Aquella
inolvidable boda
Recién
estrenados los ochenta se pusieron en vigor, cobraron rango legal, se empezaron
a ver como normales, las bodas civiles. Para no dar señales de alarmas a la
sociedad cambiante de aquellos años, se celebraban los viernes por la mañana a
esa hora que ni es de café ni de almuerzo; esa hora que no perturbaba la
llegada del fin de semana y que poco a poco empezó a ser reconocida como
festiva por aquellos que unían sus destinos bajo el amparo legal. Recuerdo que
recibimos una invitación de lo más variopinta. Un cómic creado por los novios
en cuyas letras se apreciaba el previsible futuro. Nos invitaban al acto, que
sería breve, y nos animaban al festival vespertino en un chalet de La Cañada, que
se aventuraba más intenso. A modo de advertencia nos conminaban a llevar cada
cual “lo que más le apeteciese” para montar lo que a todas luces nacía como
fiestón. De modo que tras los parabienes y la cervecita preceptiva nos dijimos
adiós hasta la caída del sol. Llenamos el maletero del seiscientos con las vituallas
menos recomendables, las más apetecibles, y a eso de las ocho, emprendimos
ruta. A modo de guiño cómplice, el coche decidió fundir su faro izquierdo y guiados
por la intuición, orientados por la música, llegamos. Allí, entre pinos y mesas
de camping, se diseminaba todo tipo de personaje. Sobre los tablones se
confundían los frutos secos con los efluvios que algún Zippo prendía a mayor
gloria de los presentes. Paco, el exnovio y recién marido, tocaba el bajo con
su grupo que era el encargado de amenizar la fiesta. Amparo, la exnovia y
recién esposa, se afanaba en que nadie se sintiese incómodo y que el hielo
perdurase el tiempo suficiente. Trabamos conversación filosófica festiva con
todo tipo de invitados que, camuflados sobre indumentarias mil, fueron
aportando razones a favor y en contra del matrimonio. No, no es que les
pareciese mal lo presenciado a media mañana; simplemente les parecía innecesario
dar fe de una unión por muy legislada que estuviera. Creo que las
procesionarias de los pinos cercanos no se atrevieron a asomarse a aquella rave.

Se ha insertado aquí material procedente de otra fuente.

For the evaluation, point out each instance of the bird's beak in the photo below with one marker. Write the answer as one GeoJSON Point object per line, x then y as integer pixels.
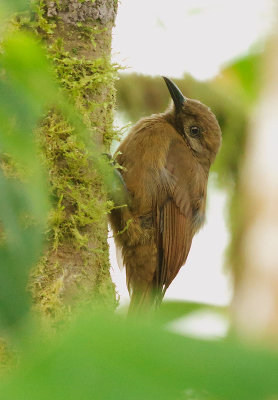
{"type": "Point", "coordinates": [175, 93]}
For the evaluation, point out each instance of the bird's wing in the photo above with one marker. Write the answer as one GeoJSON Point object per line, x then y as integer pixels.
{"type": "Point", "coordinates": [174, 217]}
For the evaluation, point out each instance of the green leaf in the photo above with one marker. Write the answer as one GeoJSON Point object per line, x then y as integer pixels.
{"type": "Point", "coordinates": [107, 358]}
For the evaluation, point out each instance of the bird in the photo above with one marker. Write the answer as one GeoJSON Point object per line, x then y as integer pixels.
{"type": "Point", "coordinates": [164, 162]}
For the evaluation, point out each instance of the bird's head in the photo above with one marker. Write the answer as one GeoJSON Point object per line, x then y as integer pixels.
{"type": "Point", "coordinates": [196, 123]}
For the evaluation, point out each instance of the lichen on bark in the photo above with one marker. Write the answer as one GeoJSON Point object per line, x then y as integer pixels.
{"type": "Point", "coordinates": [75, 266]}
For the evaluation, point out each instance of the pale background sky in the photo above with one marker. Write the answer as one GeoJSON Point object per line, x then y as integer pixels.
{"type": "Point", "coordinates": [159, 37]}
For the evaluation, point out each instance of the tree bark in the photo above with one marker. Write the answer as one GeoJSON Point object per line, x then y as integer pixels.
{"type": "Point", "coordinates": [75, 267]}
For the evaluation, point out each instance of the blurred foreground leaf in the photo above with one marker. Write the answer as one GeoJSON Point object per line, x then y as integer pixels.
{"type": "Point", "coordinates": [106, 358]}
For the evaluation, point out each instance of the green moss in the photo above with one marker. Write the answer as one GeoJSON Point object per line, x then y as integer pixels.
{"type": "Point", "coordinates": [75, 267]}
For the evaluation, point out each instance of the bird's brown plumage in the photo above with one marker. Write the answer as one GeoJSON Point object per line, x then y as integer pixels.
{"type": "Point", "coordinates": [165, 170]}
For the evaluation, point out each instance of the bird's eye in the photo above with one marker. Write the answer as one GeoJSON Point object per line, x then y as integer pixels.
{"type": "Point", "coordinates": [195, 131]}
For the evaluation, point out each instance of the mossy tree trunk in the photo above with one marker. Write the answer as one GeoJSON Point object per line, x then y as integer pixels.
{"type": "Point", "coordinates": [75, 266]}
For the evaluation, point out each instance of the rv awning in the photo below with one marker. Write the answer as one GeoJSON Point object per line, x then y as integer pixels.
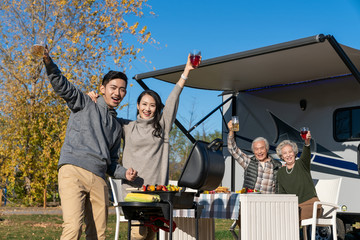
{"type": "Point", "coordinates": [311, 58]}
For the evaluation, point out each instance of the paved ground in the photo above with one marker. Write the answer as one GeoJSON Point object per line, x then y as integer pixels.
{"type": "Point", "coordinates": [36, 210]}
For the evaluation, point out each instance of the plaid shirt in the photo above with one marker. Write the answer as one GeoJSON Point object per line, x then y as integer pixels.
{"type": "Point", "coordinates": [265, 182]}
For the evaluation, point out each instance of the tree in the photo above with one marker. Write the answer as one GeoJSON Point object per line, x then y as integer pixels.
{"type": "Point", "coordinates": [83, 37]}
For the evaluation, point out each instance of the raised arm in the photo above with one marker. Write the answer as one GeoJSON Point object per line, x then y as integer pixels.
{"type": "Point", "coordinates": [236, 152]}
{"type": "Point", "coordinates": [306, 153]}
{"type": "Point", "coordinates": [184, 76]}
{"type": "Point", "coordinates": [74, 98]}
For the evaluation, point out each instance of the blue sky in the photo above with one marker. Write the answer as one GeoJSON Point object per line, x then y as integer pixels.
{"type": "Point", "coordinates": [223, 27]}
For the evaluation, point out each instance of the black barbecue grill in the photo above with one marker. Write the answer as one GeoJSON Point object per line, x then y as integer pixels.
{"type": "Point", "coordinates": [203, 171]}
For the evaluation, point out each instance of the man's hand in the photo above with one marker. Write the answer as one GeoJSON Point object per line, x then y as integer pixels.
{"type": "Point", "coordinates": [46, 57]}
{"type": "Point", "coordinates": [131, 174]}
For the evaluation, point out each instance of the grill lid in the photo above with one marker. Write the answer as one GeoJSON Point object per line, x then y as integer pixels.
{"type": "Point", "coordinates": [205, 166]}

Quizá sopesaron el nivel que a ras de
suelo se extendía y decidieron juiciosamente exiliarse a otros chalets. Por un
momento surgieron las apuestas calladas sobre la durabilidad de aquella unión.
Entre risas y bromas, entre brindis y volutas, fueron llegando las luces del
sábado. El tintineo de los cristales se fue confundiendo con el runrún de la
pinocha que alfombraba nuestras pisadas y poco a poco desfilamos en un adiós gratificante.
De regreso, como por arte de magia, el foco apagado decidió alumbrar de nuevo.
Quiero pensar que por sí mismo llegó a la conclusión premonitoria que hoy en
día aún podemos comprobar. Cada vez que nos volvemos a cruzar, volvemos a
sonreír, aunque no sea viernes a mediodía. No sé por qué hoy me he despertado
con ese vivo recuerdo de lo acaecido hace más de treinta años. Ahora que lo
pienso, ya sé el motivo, y aunque sea lunes, poco importa. Llegada la hora
volveré a brindar y el amor rubricará a dúo la evidencia.